Natürlich ist die Situation in Deutschland eine andere. Wir haben kein Phänomen ähnlich der französischen Gelbwesten gesehen, auch heftige und umfassende Ausdrücke des Klassenkampfes wie in Argentinien gab es nicht. Doch das bedeutet weder, dass in Deutschland „nichts geht“, noch dass die strategischen Lehren der Kampfprozesse in anderen Ländern hier unnütz wären. Im Gegenteil, die weltweite Lage ist Folge einer ständigen Wechselwirkung zwischen Akteur:innen, imperialistischen Zentren, Kolonien, Halbkolonien und Lokalmächten, multinationalen Konzernen und Sektoren der werktätigen und unterdrückten Klassen. Deutschland (eines der zentralen imperialistischen Zentren, der Sitz vieler Konzerne, Knotenpunkt der Rüstungsindustrie und der fertigenden Industrie mit ihrem Hunger nach Rohstoffen aus den Halbkolonien) spielt – unabhängig von der vermeintlichen Ruhe im Land – eine besondere Rolle in diesem Gefüge.

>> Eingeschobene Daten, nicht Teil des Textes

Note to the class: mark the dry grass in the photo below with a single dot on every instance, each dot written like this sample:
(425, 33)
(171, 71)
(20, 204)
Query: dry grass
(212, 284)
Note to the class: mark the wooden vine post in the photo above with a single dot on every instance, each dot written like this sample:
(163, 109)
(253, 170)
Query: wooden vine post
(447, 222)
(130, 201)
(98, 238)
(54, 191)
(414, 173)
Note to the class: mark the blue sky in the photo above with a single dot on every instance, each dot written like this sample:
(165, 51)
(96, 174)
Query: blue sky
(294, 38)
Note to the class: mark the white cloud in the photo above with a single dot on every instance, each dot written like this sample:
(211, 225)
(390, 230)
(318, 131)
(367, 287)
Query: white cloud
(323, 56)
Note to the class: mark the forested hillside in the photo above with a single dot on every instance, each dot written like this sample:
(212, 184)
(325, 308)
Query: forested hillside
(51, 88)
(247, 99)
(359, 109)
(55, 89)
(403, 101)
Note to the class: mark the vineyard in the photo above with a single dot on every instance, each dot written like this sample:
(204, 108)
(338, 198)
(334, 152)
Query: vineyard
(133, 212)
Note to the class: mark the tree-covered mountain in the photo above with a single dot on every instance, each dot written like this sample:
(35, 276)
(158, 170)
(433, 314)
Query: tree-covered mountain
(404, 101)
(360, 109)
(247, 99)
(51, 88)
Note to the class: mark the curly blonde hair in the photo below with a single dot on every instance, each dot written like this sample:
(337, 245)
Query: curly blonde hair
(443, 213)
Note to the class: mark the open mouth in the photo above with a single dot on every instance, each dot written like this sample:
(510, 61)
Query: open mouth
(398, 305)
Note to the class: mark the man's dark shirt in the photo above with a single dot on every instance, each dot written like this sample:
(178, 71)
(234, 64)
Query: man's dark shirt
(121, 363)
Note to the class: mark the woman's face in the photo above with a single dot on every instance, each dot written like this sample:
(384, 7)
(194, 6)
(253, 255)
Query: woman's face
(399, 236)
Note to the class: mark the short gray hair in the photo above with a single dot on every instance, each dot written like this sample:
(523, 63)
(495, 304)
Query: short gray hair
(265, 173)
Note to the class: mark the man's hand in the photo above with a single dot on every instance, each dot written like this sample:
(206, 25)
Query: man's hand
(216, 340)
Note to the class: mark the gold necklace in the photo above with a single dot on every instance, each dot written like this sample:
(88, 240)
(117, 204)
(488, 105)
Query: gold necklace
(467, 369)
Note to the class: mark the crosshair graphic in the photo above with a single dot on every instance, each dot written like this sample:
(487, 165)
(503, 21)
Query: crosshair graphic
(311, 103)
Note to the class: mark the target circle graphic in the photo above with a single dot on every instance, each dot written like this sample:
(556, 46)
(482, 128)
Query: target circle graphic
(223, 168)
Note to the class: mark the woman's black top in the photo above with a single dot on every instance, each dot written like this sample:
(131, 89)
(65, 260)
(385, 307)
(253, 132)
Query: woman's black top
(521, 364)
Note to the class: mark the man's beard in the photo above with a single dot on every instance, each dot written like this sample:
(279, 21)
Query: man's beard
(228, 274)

Die Handlungen der Arbeiter:innenklasse, der Unterdrückten und der Linken Deutschlands nehmen starken Einfluss auf die internationale Situation. Genau deswegen wird die nationale Einheit während der Pandemie von den reformistischen Bürokratien, von Linkspartei, SPD und Gewerkschaften so deutlich aufrechterhalten, egal wie groß die Unzufriedenheit ist und welche Kämpfe ausbrechen.

Die grün-rot-roten Parteien wollen alle aufkeimenden sozialen Konflikte einhegen und in das Fahrwasser des Parlamentarismus und des Glaubens in die Institutionen lenken. Das ist das Fatalste an der Anpassung an das geringere Übel dieser Parteien: Statt in den Prozessen des Klassenkampfes das Vertrauen in die bürgerlichen Institutionen zu untergraben und die Keimzellen für eine revolutionäre Alternative zu legen, stärkt die Hoffnung auf Grün-Rot-Rot dieses Vertrauen nur noch.

Doch die Arbeiter:innenklasse Deutschlands und die Unterdrückten dürfen sich unter keinen Umständen den Interessen des Kapitals unterordnen. Dies gilt ebenso für die Organisationen und Institutionen, die diese Interessen mittragen. Das bedeutet auch, mit einem kompromisslos antibürokratischen Programm in den Gewerkschaften aufzutreten, gegen die chauvinistischen Tendenzen der reformistischen Gewerkschaftsapparate, die ihre Millionen Mitglieder nicht für Kämpfe der Unterdrückten mobilisieren. Ebenso, wie sich eine unabhängige Position außerhalb der Linkspartei zu erkämpfen.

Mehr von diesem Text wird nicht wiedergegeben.